Göttingen was one of the most productive centers of mathematics (2019)

US, WWII, and Scientific Brain Drain

  • Many note the US massively benefited from European turmoil: Nazi persecution and postwar chaos pushed top scientists and academics to the US and UK.
  • Some argue the US was already the largest and relatively richest economy before WWI, so war widened an existing lead rather than creating it.
  • Others stress that “stable, prosperous, welcoming” conditions in the US made it an attractive refuge, though there is pushback citing restrictive refugee policies in the 1930s–40s.
  • Brain drain is said to continue with talent from India, China, and developing countries, but also a counterflow of Black American intellectuals to Europe in earlier decades.

Why Göttingen Became a Math Powerhouse

  • Explanations include:
    • Early prestige from Gauss.
    • Later, a deliberate recruitment drive (Hilbert, Klein) that pulled in top minds and built institutional reputation.
    • Strong academic freedom, relative autonomy from religious control, and unusually egalitarian access for poorer students.
    • Close interaction between math, physics, and local industry, plus the small-town environment that fostered dense informal collaboration.
  • The Nazi regime’s antisemitic policies and ideological control are seen as having abruptly destroyed this ecosystem.

Academic Structures: US vs Europe

  • One camp says US academia’s strength comes from more entry-level faculty positions, easier access to seed funding, and more freedom for young researchers.
  • Another counters that in Europe PhD students/postdocs have more legal protections and higher relative pay; US academia is more politicized and donor-driven.
  • Several note that within-continent differences between institutions are larger than average US–Europe differences; attracting a few “rockstar” researchers can transform a department.

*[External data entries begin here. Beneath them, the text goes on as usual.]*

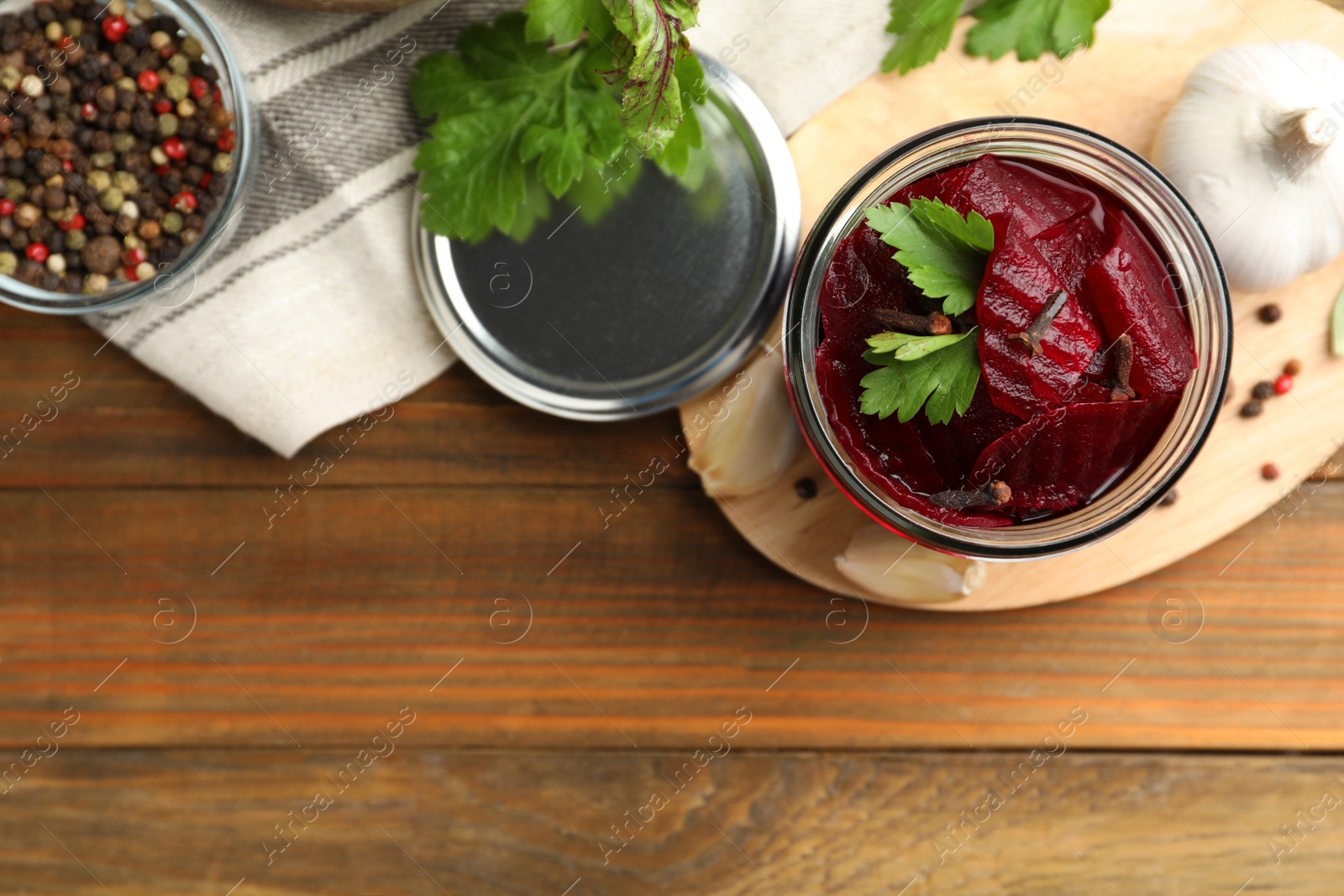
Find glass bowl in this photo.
[0,0,260,314]
[784,118,1232,560]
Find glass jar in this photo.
[784,118,1232,560]
[0,0,260,314]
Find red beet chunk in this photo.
[976,226,1100,418]
[1032,217,1110,294]
[970,396,1176,511]
[1086,210,1194,398]
[907,388,1021,489]
[946,156,1098,239]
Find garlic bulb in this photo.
[836,522,990,603]
[687,354,802,497]
[1153,40,1344,291]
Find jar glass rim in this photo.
[784,117,1232,560]
[0,0,260,314]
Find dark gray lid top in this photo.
[412,60,801,421]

Modern Talent Flows and Geopolitics

  • Some foresee a partial reversal of brain drain from the US due to visa issues, social polarization, and housing, with China and others rising as alternative centers; others are skeptical, citing China’s political repression and demographic headwinds.
  • Debate over industrial policy (TikTok bans, EV tariffs, embargoes) splits between those seeing necessary strategic self-defense and those seeing the West drifting toward illiberal, China-like controls.

Nazism, Antisemitism, and Counterfactuals

  • Multiple comments argue antisemitism was structurally central to Nazism; a Nazi Germany “without antisemitism” is seen as incoherent or still extremely aggressive due to its expansionist, racist core.
  • Comparisons with Stalin’s USSR highlight similar brutality but different economic organization and ideological focus.

Geographic Clusters vs Remote Work

  • Some argue modern communication reduces the need for a single Göttingen-like center; major recent results now have multi-institution author lists worldwide.
  • Others strongly insist co-location still matters: high-performance teams, mentoring, and serendipitous in-person interactions (labs, corridor chats, conferences) are hard to replicate online.

Miscellaneous

  • References to African-American and internal US migrations reinforce a broader theme: creative talent moves toward places offering greater freedom and opportunity, and away from oppression.